C'est à ce moment qu'elle arrive. Son manteau donne l'impression de s'étirer jusqu'à terre et je crois qu'elle va tomber, comme si l'eau ruisselant à la surface du vêtement était trop lourde pour ses maigres épaules. Maigres, oui : je ne l'ai jamais vue aussi chétive, et blême aussi, un fantôme. D'ailleurs, depuis combien de temps ne l'ai-je pas vue ? N'est-ce pas ce matin, la dernière fois ? Ce matin me paraît si lointain, je ne me souviens même pas de m'être réveillé à ses côtés. L'indigestion, peut-être, affecte ma mémoire, pensé-je.

Les cheveux de Clara lui collent au visage et, toutefois, elle ne se recoiffe pas. Elle avance d'un pas que je ne lui connais pas, comme une automate, jusqu'à la table de cuisine. Elle s'affale sur une chaise et fond en larmes. À ce moment, je consate qu'elle ne m'a pas regardé. Elle ne m'a pas regardé parce qu'elle ne m'a pas aperçu. Je prends soudainement conscience de ma prison, de cette paroi invisible qui m'enveloppe, de cette cage d'une nature indéfinissable qui m'entoure, aussi serrée qu'un scaphandre. Je suis comme en apnée, dans un univers qui est le mien sans l'être et, coffré dans ma bulle, je suis spectateur de la déconstruction de ce qui a été ma vie, mon amour.

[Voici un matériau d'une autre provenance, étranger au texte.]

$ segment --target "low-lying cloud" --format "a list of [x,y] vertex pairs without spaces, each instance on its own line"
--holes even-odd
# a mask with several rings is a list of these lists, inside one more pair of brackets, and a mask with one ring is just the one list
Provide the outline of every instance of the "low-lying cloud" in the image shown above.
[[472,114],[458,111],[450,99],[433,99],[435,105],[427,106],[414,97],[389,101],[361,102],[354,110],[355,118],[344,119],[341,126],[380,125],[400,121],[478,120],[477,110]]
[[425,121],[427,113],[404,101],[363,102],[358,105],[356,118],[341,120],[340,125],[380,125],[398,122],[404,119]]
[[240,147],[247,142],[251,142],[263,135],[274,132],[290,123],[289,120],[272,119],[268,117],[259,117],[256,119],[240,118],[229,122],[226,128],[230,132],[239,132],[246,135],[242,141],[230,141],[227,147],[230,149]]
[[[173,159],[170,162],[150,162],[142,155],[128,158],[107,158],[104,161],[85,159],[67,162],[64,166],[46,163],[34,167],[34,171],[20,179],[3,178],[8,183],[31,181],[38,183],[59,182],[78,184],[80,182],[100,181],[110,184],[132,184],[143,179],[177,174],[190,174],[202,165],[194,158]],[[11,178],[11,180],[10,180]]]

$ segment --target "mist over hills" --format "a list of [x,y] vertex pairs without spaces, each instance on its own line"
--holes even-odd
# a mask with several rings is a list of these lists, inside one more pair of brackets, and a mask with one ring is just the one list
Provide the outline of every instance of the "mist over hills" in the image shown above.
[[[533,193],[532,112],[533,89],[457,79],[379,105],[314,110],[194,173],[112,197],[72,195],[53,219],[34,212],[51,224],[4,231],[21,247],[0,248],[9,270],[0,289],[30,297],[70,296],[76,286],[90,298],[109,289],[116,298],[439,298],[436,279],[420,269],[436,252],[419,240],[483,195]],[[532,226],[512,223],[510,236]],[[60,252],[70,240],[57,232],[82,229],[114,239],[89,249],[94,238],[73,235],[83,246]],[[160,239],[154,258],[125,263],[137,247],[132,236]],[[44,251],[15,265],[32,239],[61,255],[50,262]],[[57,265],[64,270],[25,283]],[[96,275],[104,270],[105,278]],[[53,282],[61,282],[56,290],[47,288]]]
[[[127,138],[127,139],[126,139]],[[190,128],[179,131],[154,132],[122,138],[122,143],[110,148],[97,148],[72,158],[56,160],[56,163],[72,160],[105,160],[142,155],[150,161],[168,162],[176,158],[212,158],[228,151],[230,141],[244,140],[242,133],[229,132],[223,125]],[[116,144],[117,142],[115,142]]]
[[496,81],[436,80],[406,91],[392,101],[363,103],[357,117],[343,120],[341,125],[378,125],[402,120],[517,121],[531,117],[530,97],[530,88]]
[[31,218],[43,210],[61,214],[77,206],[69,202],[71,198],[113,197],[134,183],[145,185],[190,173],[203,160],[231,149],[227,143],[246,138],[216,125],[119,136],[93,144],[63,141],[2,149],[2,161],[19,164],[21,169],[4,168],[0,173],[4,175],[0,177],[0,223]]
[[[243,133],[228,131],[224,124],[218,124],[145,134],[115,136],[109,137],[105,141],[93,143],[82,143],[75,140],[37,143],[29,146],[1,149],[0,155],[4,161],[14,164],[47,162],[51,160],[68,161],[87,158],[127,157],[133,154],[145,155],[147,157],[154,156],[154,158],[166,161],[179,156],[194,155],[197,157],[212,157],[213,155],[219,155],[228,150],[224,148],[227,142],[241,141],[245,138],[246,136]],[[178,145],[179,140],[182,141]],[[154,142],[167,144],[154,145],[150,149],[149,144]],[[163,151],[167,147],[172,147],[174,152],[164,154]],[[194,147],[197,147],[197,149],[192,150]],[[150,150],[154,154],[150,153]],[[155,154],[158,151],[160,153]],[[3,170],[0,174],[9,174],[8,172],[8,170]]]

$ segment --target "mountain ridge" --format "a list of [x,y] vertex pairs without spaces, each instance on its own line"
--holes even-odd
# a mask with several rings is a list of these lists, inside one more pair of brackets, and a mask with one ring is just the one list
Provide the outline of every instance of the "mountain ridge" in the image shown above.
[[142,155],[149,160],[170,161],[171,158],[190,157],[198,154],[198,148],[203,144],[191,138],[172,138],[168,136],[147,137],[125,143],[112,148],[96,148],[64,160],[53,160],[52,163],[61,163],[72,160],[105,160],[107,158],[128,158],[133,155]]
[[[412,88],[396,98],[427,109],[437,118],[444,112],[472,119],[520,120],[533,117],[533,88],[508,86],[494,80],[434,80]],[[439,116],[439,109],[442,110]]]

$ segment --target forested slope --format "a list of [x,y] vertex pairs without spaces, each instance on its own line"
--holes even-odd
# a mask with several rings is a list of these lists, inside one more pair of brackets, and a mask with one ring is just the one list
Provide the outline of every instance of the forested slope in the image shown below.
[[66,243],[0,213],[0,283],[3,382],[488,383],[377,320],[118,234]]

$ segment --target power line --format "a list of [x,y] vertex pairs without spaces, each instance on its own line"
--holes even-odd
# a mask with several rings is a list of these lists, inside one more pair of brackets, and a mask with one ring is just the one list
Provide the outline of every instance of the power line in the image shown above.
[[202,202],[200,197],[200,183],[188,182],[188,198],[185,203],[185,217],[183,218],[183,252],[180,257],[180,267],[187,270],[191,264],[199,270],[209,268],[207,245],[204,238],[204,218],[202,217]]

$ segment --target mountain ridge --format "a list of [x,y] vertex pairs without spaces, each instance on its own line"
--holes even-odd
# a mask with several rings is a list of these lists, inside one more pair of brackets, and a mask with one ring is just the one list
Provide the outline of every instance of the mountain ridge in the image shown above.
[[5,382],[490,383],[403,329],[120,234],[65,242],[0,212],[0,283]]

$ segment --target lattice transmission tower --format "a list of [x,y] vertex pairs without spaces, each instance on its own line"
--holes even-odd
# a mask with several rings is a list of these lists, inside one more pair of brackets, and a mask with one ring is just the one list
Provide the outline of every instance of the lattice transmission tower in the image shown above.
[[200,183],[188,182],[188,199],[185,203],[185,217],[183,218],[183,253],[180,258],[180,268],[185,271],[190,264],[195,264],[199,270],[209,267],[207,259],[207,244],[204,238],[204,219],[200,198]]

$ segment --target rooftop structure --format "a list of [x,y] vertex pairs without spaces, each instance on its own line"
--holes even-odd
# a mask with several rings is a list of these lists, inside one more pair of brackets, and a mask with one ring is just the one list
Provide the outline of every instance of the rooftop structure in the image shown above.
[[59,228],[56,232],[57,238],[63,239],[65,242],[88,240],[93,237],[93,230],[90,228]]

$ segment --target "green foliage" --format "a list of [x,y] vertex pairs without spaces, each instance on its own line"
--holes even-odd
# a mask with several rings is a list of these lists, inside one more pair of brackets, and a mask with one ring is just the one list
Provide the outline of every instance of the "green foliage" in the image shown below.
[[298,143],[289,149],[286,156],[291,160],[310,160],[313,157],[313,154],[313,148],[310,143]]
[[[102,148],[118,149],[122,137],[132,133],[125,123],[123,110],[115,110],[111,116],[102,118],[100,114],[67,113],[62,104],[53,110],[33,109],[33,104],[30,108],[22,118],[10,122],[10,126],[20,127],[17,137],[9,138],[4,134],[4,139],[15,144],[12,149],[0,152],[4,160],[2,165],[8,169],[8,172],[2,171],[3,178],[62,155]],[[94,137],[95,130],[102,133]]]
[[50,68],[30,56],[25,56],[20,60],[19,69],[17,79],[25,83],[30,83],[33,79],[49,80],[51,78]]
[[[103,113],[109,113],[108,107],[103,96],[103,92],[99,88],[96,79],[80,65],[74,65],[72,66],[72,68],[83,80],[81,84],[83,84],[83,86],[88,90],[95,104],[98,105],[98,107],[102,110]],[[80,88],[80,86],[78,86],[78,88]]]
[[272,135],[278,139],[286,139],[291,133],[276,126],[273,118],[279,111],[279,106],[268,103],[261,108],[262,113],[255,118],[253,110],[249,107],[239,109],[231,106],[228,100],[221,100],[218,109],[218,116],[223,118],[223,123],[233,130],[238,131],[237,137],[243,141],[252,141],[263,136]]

Je remarque les cartes de voeux, éparses sur la table de salon, seulement quand elle les ramasse, brusquement, pour les jeter à la poubelle, après quoi, elle monte à la chambre. Je la suis. L'espace d'un instant, elle se regarde dans le miroir et il ne me faut que ces quelques secondes pour tout comprendre : je suis devant elle, entre la glace et son corps, mais le reflet ne renvoie qu'une image : la sienne.